Among the most common symptoms of PMDD is depression. Mood swings, fatigue, irritability, food cravings (and eventual weigh gain), thoughts of hopelessness, headaches, hot flashes and heart palpitations are among the common symptoms PMDD. Seeing a doctor would greatly help in diagnosing whether you have PMDD, and if you are allowed to take Yaz for these symptoms. Yaz and PMDD have been linked together and with the birth control pill, handling PMDD seems to be easier.
Although symptoms of premenstrual dysphoric disorder are almost the same as those in PMS, the difference is that these symptoms can be uncompromising enough to significantly hinder, prevent or lower the quality of life (both on social and personal relationships), at home, work and school.
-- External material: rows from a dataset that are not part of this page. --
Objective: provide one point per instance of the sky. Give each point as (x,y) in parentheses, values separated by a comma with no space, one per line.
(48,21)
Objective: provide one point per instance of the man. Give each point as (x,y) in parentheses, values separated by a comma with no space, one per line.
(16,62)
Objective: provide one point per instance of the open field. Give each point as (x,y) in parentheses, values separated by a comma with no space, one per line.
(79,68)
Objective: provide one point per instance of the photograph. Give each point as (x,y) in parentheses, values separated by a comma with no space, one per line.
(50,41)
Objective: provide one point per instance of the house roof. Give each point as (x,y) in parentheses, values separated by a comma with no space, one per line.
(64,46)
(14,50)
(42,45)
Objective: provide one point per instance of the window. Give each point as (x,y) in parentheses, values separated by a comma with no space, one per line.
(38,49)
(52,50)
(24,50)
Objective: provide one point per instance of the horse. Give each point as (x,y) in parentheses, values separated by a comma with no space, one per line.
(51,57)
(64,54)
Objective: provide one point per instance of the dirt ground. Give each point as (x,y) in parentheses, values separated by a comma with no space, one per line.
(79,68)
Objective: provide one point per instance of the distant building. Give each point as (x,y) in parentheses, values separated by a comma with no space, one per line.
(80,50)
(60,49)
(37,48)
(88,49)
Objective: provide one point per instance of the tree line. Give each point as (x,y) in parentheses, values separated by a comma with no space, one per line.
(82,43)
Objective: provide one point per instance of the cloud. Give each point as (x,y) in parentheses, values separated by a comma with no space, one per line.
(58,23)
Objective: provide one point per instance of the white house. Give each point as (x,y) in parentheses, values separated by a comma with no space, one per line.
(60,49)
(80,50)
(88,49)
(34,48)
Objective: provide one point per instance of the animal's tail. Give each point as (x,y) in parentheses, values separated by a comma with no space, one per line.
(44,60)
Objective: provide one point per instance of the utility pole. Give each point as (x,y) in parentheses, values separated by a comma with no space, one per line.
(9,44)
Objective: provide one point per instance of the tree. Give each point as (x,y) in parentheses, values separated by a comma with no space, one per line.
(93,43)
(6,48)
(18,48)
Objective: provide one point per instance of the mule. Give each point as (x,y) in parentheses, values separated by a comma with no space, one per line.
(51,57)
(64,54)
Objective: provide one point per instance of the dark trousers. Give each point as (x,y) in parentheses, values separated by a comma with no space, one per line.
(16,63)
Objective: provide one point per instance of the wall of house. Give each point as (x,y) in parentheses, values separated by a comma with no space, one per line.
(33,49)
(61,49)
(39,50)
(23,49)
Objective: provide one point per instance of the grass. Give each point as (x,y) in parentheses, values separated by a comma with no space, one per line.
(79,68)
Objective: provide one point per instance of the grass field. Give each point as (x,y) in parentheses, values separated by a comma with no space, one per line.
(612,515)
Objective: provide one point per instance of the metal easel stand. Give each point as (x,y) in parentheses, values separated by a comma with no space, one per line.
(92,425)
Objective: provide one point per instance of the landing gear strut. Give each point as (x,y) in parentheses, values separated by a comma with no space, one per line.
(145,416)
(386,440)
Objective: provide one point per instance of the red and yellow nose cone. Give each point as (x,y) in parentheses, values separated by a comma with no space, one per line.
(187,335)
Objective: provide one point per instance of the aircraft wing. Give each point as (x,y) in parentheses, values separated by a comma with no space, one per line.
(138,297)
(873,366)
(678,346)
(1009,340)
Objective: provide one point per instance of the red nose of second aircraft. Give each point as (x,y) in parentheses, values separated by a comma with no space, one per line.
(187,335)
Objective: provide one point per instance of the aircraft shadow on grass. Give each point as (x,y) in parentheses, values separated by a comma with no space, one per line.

The wavering hormones and the lower serotonin levels (the chemical which helps transmit nerve signals in the brain) are what scientists believe are the culprit behind PMS and PMDD, although further studies are still needed. It is because of this hormonal imbalance that makes Yaz a sensible option; taking artificial hormones to alleviate the symptoms of PMDD does make sense in a medical point of view.
According to the website of Williams Kherkher, the main issue with Yaz and PMDD is that Yaz can also heighten the risks of other health complications, such as stroke, thrombosis, and heart attacks. Yaz, and its sister birth control pill Yasmin, can also alter the effects of other drugs or medications that women are also taking, putting them at greater risk. Weighing the benefits and dangers with your doctor would be a better option than taking Yaz without a prescription.